The challenge consists of three tracks: one track is common for both datasets and a separate for each dataset. Participating teams are welcome to take part in any track. The number of tracks a team is participating in is not limited.

Both datasets have been anonymized to protect the users of each service. Participants are expected to use the provided anonymized datasets. The use of external information sources, like IMDB, Wikipedia, or NetFlix, is not allowed.

The challenge tracks will be:

Weekly recommendation

This track focuses on the temporal dimension of context. The participants are asked to recommend movies for three different weeks. For this track, any of the two datasets can be used. Note that the algorithms used for each dataset may differ.

Participants are expected to generate recommendations for:

  • Calendar week 52 2009, i.e. Christmas week
  • Calendar week 9 2010, i.e. the week leading up to the Oscars

Due to the effect of Christmas week and Oscars week, the recommended items for each week may differ. The selected test users for each week have been stripped of all ratings done after the specified dates. Most of the stripped ratings for the specified dates can be found in the test set bundled with the dataset.

Each evaluation should address the following metrics: MAP, P@5, P@10, and AUC. The performance of the teams will be published on the leaderboard after the submission deadline. An additional evaluation dataset is withheld by the organizers and will be released for the final evaluation to identify the winners of the track. The best performing team will be announced at the RecSys dinner.

The five best performing teams will be asked to recommend a set of movies (upcoming cinema releases and recently released DVDs) to a group of real users at the first week of September 2010. These users will do a live evaluation of the recommendations, i.e., they will be given cinema tickets and DVDs and will be asked to rate the recommended movies.

Moviepilot Track

This track will focus on the dataset from Moviepilot, which contains features such as the movie mood (in a hierarchical representation), movie location, and the intended audience.

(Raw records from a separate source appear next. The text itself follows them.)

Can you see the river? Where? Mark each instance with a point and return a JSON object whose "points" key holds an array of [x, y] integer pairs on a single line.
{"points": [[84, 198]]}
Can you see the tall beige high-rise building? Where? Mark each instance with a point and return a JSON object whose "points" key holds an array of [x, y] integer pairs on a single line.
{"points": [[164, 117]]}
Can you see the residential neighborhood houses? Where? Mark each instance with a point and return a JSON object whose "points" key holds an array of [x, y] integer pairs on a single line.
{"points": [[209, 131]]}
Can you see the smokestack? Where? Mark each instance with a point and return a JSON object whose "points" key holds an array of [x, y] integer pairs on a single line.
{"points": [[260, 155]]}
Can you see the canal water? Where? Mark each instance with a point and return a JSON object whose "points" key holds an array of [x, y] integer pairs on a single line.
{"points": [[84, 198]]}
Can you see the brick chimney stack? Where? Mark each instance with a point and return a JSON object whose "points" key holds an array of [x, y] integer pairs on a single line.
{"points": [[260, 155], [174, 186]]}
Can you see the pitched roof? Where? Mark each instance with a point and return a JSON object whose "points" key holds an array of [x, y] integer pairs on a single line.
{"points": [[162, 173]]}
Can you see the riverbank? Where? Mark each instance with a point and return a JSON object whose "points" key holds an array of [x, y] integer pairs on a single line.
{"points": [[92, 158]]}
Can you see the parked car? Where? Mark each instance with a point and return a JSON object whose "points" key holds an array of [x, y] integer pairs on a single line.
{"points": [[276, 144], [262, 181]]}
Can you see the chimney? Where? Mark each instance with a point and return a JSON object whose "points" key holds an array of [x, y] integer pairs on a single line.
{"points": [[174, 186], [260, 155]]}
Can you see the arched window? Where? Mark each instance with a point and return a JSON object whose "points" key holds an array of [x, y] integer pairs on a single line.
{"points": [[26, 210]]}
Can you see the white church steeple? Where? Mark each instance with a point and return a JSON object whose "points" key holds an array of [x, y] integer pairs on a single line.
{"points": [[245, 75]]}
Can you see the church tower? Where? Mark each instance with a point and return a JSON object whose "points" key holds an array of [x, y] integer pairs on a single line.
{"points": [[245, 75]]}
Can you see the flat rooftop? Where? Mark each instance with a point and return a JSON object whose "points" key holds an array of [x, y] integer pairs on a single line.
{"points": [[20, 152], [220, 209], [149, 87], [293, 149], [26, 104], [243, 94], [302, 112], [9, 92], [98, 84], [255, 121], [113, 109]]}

Participants of this track are asked to recommend a list of movies for a selection of users based on a given mood. The list of users recommendations should be generated for is included in the dataset, the mood is represented by id 16 in the dataset, the files this is found in are

  • moviepilot_keywords_emotion.txt – field: emotion_keywords_id
  • moviepilot_taggings_emotion.txt – field: id

The users selected for testing have been stripped of a portion of their ratings for the requested movie types. Most of the stripped ratings for the specified mood can be found in the test set bundled with the dataset. The testset contains ratings tagged with other ids than 16 as well, these have been included here to mitigate overfitting. In order to use these for your own evaluation, look up the emotion ids given to those movies in the moviepilot_taggings_emotion.txt-file. The evaluation submitted in the paper should only consider ratings on movies tagged with mood id 16.

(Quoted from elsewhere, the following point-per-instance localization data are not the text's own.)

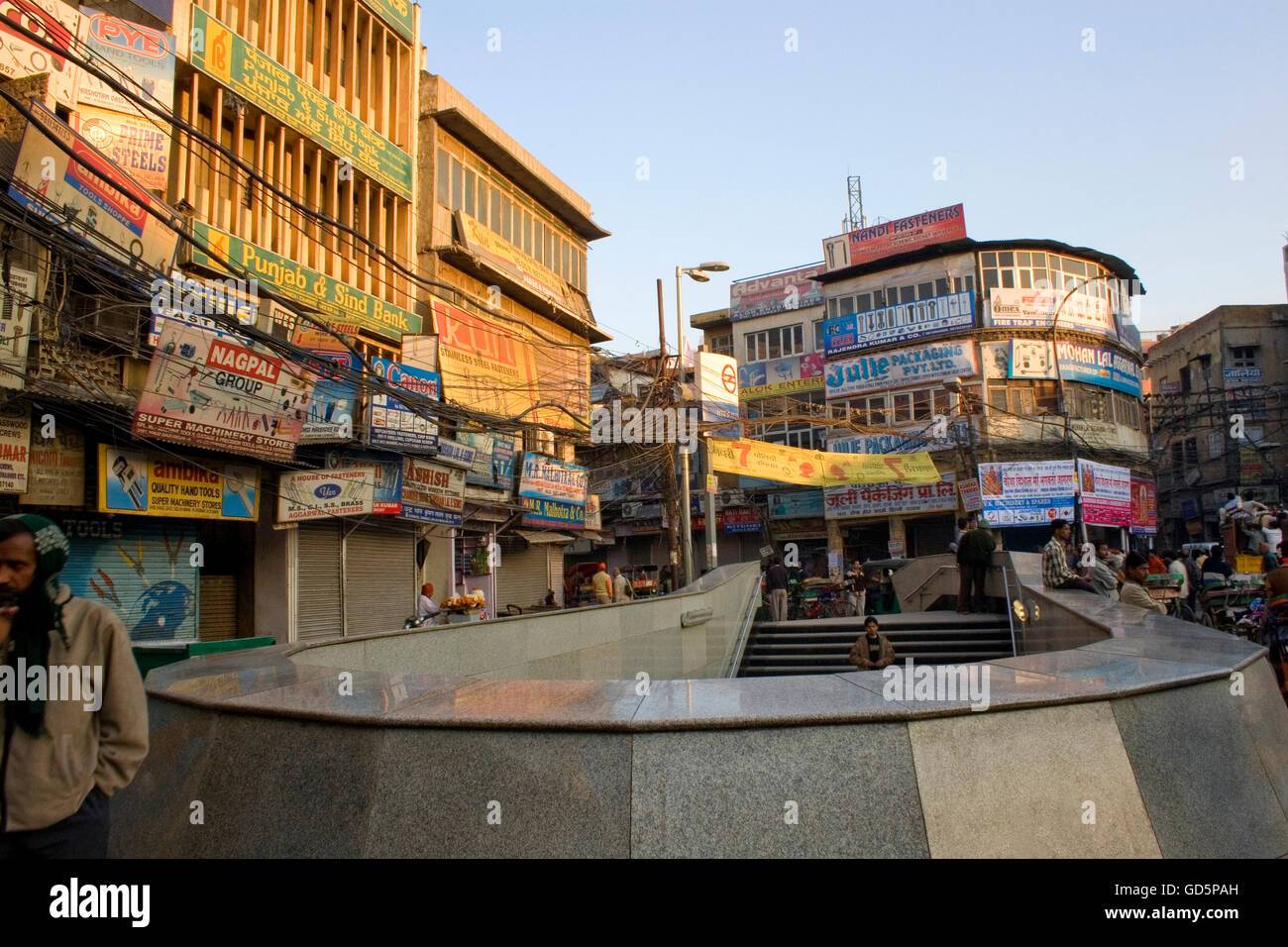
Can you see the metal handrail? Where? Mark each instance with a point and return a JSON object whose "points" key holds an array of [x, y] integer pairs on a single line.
{"points": [[748, 620]]}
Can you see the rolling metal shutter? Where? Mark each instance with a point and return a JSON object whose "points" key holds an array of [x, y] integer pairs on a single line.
{"points": [[317, 581], [378, 577]]}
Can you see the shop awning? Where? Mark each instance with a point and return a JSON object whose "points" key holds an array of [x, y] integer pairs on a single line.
{"points": [[539, 538]]}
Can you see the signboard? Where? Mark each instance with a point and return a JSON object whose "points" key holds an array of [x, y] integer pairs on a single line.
{"points": [[890, 499], [902, 322], [334, 299], [1093, 365], [432, 492], [896, 237], [773, 292], [818, 468], [257, 77], [17, 302], [159, 484], [1028, 492], [334, 403], [1144, 506], [1107, 495], [919, 365], [803, 504], [55, 474], [110, 209], [14, 447], [1239, 377], [717, 386], [55, 22], [386, 482], [393, 424], [219, 392], [781, 376], [1037, 307], [317, 493], [138, 56], [484, 365]]}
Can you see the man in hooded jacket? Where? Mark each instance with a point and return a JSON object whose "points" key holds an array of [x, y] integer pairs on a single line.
{"points": [[67, 748]]}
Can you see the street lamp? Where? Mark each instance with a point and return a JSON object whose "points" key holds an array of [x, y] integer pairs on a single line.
{"points": [[697, 273]]}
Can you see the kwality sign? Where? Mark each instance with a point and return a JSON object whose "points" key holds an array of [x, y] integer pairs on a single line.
{"points": [[894, 237], [774, 292]]}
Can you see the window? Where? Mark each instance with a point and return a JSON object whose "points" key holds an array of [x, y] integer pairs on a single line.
{"points": [[776, 343], [445, 179]]}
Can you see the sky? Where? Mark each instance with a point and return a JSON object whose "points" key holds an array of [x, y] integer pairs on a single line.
{"points": [[1154, 132]]}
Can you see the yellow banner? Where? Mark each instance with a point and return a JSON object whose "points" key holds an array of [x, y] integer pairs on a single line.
{"points": [[819, 468]]}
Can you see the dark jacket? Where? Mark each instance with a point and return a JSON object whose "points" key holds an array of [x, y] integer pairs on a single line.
{"points": [[977, 547], [859, 654]]}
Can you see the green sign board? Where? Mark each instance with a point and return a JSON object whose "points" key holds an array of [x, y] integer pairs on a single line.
{"points": [[257, 77], [334, 299]]}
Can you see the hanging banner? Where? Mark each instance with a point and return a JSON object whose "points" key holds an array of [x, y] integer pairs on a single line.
{"points": [[1037, 307], [781, 376], [1028, 492], [901, 322], [432, 492], [890, 499], [1106, 493], [1144, 506], [55, 475], [921, 365], [317, 493], [393, 424], [219, 392], [110, 209], [14, 447], [159, 484], [386, 483], [818, 468], [774, 292]]}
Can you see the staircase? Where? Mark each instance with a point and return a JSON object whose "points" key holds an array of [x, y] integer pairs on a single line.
{"points": [[822, 646]]}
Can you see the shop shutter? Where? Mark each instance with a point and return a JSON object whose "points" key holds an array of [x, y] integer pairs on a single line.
{"points": [[218, 603], [378, 577], [317, 581], [523, 578]]}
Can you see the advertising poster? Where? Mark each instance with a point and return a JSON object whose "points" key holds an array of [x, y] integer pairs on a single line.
{"points": [[1028, 492], [14, 447], [818, 468], [101, 195], [317, 493], [17, 302], [1106, 493], [780, 376], [1037, 308], [901, 236], [158, 484], [888, 499], [432, 492], [55, 475], [145, 55], [902, 322], [219, 392], [1144, 506], [918, 365], [393, 424], [386, 482], [773, 292], [1093, 365], [20, 56], [141, 570]]}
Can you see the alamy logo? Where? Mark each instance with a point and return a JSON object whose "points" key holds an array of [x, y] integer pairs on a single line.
{"points": [[649, 425]]}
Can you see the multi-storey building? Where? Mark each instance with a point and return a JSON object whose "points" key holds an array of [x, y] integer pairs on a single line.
{"points": [[1218, 411]]}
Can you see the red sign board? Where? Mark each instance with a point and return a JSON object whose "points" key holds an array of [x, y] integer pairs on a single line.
{"points": [[907, 234]]}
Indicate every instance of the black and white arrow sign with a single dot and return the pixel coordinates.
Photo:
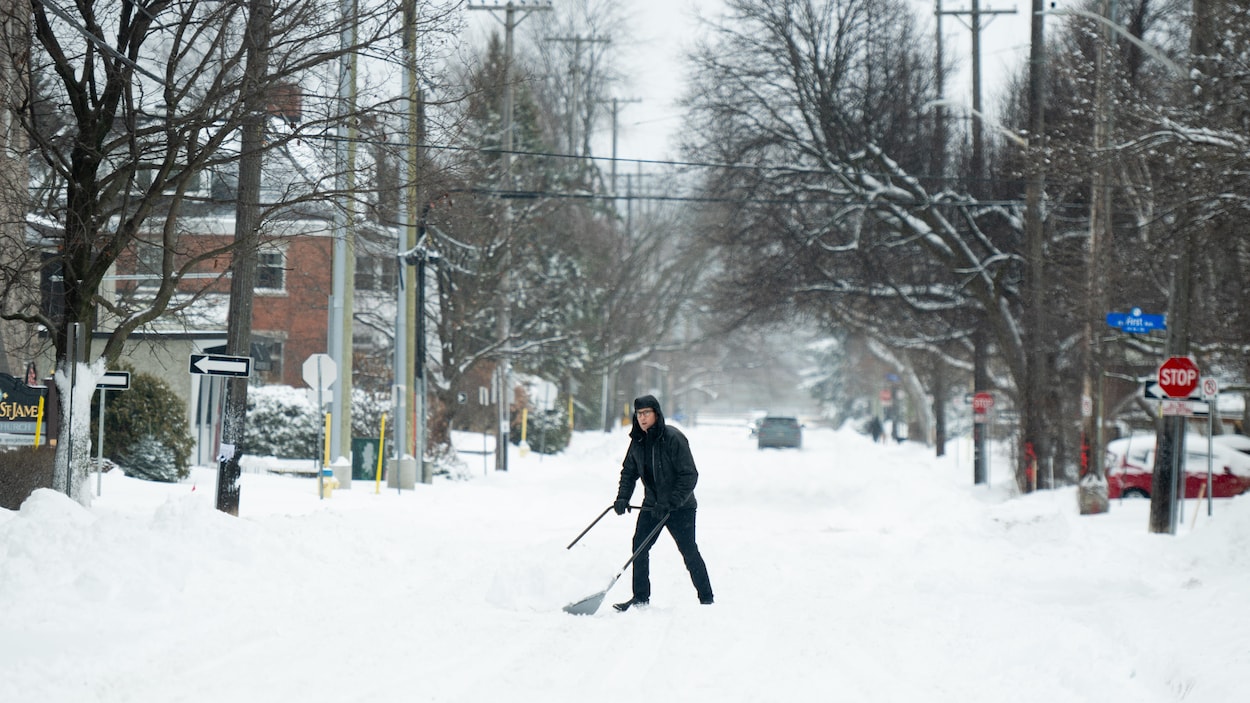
(220, 365)
(114, 380)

Each evaluation should address the following metrics: MAP, P@5, P@10, and AUC. The performance of the teams will be published on the leaderboard after the submission deadline. An additional evaluation dataset is withheld by the organizers and will be released for the final evaluation to identify the winners of the track.

Filmtipset Track

This track focuses on the social connections between users in the Filmtipset dataset. Many Filmtipset users take part in the social network of the service. Users can befriend each other asymmetrically, similarly to the follower/following relation in Twitter. Furthermore, the dataset contains additional features, such as movie comments, comments on actors/directors/writers, movie reviews, review ratings, age and location of certain users, lists of movies, and links between similar movies.

Participants are asked to recommend a set of movies for the selected users. The list of users, for whom the recommendations should be generated, is included in the test set. The recommendation should be based on the social network, i.e., a user should be interest to see the movies, which were seen recently by the user’s friends (where the definition of ‘friend’ will be decided by the participants).

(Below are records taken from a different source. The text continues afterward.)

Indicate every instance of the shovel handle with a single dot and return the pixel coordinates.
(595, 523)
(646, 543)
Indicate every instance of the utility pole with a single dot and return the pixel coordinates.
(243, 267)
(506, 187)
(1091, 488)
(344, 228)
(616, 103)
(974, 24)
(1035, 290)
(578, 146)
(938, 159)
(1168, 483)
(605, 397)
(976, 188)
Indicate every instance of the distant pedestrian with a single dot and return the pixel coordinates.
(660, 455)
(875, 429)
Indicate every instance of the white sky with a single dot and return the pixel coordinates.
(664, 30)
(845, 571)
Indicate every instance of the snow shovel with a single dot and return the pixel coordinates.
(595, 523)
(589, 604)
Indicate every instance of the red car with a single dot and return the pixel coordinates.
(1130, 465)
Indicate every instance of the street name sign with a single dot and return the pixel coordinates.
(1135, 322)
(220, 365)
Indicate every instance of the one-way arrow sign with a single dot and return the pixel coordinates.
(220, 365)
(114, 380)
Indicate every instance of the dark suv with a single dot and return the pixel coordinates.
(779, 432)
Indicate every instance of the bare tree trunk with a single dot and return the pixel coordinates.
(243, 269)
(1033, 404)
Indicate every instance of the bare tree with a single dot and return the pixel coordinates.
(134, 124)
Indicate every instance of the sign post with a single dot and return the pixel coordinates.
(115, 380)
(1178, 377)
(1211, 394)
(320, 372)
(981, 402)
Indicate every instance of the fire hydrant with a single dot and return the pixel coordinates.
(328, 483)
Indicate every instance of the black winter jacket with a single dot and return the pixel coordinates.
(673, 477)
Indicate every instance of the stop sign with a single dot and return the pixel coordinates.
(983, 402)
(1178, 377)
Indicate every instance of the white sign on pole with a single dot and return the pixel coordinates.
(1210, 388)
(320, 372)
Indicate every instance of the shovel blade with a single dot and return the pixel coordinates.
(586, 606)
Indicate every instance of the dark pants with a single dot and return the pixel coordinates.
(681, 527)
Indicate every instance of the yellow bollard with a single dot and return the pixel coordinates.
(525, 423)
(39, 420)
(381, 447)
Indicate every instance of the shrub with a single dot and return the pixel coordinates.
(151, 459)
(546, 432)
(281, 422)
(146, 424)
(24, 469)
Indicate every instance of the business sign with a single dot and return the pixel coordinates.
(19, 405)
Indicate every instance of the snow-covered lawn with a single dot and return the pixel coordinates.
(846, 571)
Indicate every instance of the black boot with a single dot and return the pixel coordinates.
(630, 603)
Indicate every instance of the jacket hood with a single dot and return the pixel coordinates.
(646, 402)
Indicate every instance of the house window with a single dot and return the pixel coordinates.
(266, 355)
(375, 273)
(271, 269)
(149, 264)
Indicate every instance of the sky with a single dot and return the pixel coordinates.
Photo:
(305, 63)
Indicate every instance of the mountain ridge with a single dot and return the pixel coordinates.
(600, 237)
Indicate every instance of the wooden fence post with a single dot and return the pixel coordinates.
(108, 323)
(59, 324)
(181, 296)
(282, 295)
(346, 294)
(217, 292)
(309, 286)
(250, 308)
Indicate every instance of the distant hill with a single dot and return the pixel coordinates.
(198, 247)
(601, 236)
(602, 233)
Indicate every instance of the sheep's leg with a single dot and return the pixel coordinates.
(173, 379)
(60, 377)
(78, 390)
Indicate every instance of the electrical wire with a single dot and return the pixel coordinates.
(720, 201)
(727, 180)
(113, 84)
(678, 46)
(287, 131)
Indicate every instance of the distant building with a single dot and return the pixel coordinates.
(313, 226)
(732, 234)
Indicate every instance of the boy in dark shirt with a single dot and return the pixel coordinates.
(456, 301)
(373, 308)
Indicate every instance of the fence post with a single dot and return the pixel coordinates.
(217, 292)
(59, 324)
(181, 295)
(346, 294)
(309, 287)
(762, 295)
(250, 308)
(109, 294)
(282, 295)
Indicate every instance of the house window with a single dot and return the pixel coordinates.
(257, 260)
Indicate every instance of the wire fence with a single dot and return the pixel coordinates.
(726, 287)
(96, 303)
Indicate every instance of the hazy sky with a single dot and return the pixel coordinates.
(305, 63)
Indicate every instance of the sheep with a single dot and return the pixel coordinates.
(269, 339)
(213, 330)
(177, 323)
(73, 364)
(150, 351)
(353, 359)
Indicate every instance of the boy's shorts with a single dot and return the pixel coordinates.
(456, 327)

The users selected for testing have been stripped of a portion of their ratings. Most of the stripped ratings for the selected users can be found in the test set bundled with the dataset.

Each evaluation should address the following metrics: MAP, P@5, P@10, and AUC. The performance of the teams will be published on the leaderboard after the submission deadline. An additional evaluation dataset is withheld by the organizers and will be released for the final evaluation to identify the winners of the track.